Performance Disparities of CLIP on Blind/Low Vision User Data
المفاهيم الأساسية
CLIP's accuracy is significantly lower on images from blind/low vision users compared to web-crawled images due to sensitivities to image content, quality, and text content.
الملخص
The study evaluates CLIP's performance disparities on data from blind/low vision (BLV) users. It systematically assesses 25 CLIP variants in a zero-shot classification task, revealing a 15 percentage point accuracy gap between BLV and web-crawled images. The disparities stem from issues with image content recognition, quality robustness, and textual content understanding. Three common pre-training datasets are analyzed for disability content representation.
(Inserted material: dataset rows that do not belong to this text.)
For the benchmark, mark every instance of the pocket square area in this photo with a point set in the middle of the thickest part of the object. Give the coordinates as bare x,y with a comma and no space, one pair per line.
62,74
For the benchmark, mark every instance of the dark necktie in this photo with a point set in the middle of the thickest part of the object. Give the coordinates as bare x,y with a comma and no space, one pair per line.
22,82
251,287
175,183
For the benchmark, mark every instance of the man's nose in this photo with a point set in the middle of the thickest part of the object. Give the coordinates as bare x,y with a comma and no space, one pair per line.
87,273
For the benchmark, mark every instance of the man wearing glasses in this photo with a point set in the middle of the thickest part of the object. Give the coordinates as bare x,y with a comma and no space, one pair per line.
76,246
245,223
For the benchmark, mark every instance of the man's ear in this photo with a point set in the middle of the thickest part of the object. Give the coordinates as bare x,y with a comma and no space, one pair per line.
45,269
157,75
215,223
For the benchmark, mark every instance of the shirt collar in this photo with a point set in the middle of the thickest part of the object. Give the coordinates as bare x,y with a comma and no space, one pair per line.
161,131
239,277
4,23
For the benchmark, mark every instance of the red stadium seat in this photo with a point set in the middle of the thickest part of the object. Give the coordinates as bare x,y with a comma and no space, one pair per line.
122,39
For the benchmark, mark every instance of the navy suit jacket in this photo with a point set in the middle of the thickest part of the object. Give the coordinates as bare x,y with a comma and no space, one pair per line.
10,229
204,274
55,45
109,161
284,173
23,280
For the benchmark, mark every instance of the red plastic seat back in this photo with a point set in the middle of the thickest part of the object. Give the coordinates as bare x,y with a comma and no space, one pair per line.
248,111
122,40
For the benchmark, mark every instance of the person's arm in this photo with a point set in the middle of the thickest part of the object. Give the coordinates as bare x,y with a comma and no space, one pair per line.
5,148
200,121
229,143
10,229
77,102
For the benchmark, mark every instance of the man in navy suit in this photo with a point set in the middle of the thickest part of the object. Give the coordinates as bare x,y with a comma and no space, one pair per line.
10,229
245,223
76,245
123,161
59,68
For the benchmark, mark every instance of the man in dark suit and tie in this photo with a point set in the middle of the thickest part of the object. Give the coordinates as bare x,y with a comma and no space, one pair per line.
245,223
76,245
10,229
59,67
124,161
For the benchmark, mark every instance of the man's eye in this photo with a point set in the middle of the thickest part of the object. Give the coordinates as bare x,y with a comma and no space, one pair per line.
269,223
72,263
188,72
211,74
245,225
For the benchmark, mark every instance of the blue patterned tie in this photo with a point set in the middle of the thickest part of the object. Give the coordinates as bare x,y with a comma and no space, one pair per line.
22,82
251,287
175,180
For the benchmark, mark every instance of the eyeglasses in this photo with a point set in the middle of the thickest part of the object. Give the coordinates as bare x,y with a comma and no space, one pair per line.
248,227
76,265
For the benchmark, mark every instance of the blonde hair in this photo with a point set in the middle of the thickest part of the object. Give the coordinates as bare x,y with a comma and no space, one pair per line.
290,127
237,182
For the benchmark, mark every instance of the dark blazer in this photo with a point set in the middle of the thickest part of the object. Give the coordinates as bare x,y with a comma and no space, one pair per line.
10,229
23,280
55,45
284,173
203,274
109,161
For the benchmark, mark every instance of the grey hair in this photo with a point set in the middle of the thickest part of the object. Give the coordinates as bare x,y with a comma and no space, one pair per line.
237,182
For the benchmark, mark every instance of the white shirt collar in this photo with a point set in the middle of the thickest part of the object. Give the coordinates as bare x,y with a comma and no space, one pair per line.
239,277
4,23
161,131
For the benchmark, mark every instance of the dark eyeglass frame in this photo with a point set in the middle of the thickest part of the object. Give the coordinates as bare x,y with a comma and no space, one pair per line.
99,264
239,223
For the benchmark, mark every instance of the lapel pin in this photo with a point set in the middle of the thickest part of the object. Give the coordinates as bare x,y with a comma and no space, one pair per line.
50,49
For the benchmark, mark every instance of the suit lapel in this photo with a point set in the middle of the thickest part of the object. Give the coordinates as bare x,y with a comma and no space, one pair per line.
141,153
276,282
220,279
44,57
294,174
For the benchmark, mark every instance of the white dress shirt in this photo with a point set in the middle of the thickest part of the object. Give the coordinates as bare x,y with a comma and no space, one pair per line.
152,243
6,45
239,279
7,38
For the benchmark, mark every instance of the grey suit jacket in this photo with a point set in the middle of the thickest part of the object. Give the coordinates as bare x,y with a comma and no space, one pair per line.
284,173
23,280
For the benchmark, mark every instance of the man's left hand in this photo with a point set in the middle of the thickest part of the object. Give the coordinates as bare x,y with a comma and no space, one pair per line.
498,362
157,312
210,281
Performance gaps extend to downstream models like OWL-ViT, CLIPSeg, and DALL-E2. Mitigation strategies include few-shot learning and application-level solutions.
Structure:
- Introduction: Potential of AI for BLV assistance.
- Data Disparities: Lower accuracy of CLIP on BLV data.
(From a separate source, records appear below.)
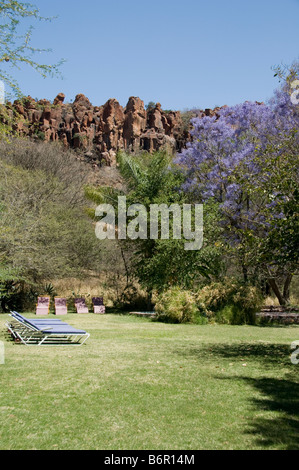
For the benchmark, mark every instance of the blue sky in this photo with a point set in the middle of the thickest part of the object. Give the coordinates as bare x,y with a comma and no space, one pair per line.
181,53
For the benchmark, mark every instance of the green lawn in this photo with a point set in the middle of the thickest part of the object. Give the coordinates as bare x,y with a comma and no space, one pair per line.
138,384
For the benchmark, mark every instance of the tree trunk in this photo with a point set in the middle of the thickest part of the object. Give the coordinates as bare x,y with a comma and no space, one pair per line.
276,290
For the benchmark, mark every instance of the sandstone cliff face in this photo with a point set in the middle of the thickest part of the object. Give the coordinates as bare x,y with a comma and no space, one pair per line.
101,131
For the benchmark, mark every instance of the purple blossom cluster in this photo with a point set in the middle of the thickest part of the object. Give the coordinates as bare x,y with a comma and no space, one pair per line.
227,151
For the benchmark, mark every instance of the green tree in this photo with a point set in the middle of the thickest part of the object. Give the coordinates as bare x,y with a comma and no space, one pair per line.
157,264
16,49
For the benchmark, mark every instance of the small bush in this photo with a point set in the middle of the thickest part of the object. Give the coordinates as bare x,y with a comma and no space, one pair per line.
230,302
178,306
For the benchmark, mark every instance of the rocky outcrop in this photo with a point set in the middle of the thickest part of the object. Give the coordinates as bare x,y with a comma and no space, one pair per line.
100,131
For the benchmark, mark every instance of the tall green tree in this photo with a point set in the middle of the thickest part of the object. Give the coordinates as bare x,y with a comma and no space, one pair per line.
158,263
16,47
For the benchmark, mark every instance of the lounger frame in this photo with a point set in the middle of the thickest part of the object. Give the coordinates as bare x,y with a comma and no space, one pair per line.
42,332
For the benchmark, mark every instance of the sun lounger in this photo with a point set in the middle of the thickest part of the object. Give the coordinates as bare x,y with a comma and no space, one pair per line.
98,305
44,332
43,306
60,306
81,306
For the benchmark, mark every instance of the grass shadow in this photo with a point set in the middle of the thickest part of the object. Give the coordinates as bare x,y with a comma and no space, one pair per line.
275,421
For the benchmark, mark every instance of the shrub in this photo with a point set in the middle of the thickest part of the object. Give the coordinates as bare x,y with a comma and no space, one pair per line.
178,306
230,302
- Image Content Sensitivity: Recognition challenges for disability objects.
- Image Quality Impact: Effects of atypical framing, blur, viewpoint issues.
- Textual Content Analysis: Recognition differences based on color vs material descriptions.
- Downstream Model Impact: Performance disparities in OWL-ViT and DALL-E2.
- Mitigation Strategies: Few-shot learning and application-level solutions.
- Conclusion: Call for transparency in dataset reporting and equitable LMM development.
إعادة الكتابة بالذكاء الاصطناعي
إنشاء خريطة ذهنية
من محتوى المصدر
Explaining CLIP's performance disparities on data from blind/low vision users
الإحصائيات
Testing 25 CLIP variants shows a 15% lower accuracy on BLV user images than web-crawled ones.
Disability objects have 25% lower recognition accuracy compared to non-disability objects with CLIP variants.
Large-scale datasets mention disability objects 16-17x less frequently than non-disability objects in captions.
اقتباسات
"We find that few-shot learning with as few as 5 images can mitigate CLIP’s quality-of-service disparities for BLV users."
"Disability objects are recognized less accurately by CLIP compared to non-disability objects."
استفسارات أعمق
How can the dataset composition be improved to address performance disparities?
To address performance disparities, improving dataset composition is crucial. One way to enhance dataset composition is by ensuring diversity and representation of marginalized communities, such as blind or low vision users. This can involve actively including images and descriptions of objects commonly used or encountered by these individuals in the training data. Additionally, datasets should incorporate a wide range of image qualities and variations that are typical in real-world scenarios faced by BLV users. By including more diverse and representative data, models like CLIP can better learn to recognize and classify objects specific to this user group.
What implications do these findings have for the broader use of LMMs in assistive technologies?
The findings from this study have significant implications for the broader use of Large Multi-Modal Models (LMMs) in assistive technologies, especially for individuals with visual impairments. It highlights the importance of evaluating LMMs on data from marginalized communities to ensure equitable performance across different user groups. The disparities identified underscore the need for tailored approaches when developing AI solutions for assistive technologies targeted at BLV users. By addressing these performance gaps through improved model training on diverse datasets, LMMs can be more effectively utilized in creating inclusive and accessible visual assistance tools.
How might the study's insights impact the design of future AI models for marginalized communities?
The insights gained from this study can significantly impact the design of future AI models intended for marginalized communities like blind or low vision users. Firstly, it emphasizes the necessity of incorporating diverse datasets that accurately represent the experiences and needs of these communities during model development. Future AI models should prioritize inclusivity by considering factors such as object recognition accuracy, image quality robustness, and sensitivity to descriptive language commonly used by BLV individuals.
Moreover, understanding how different aspects affect model performance allows researchers to tailor algorithms specifically towards addressing challenges faced by marginalized groups. By implementing strategies like few-shot learning techniques or personalized data augmentation methods based on individual user profiles within these communities, future AI models can deliver more accurate and reliable results in assisting visually impaired individuals with everyday tasks.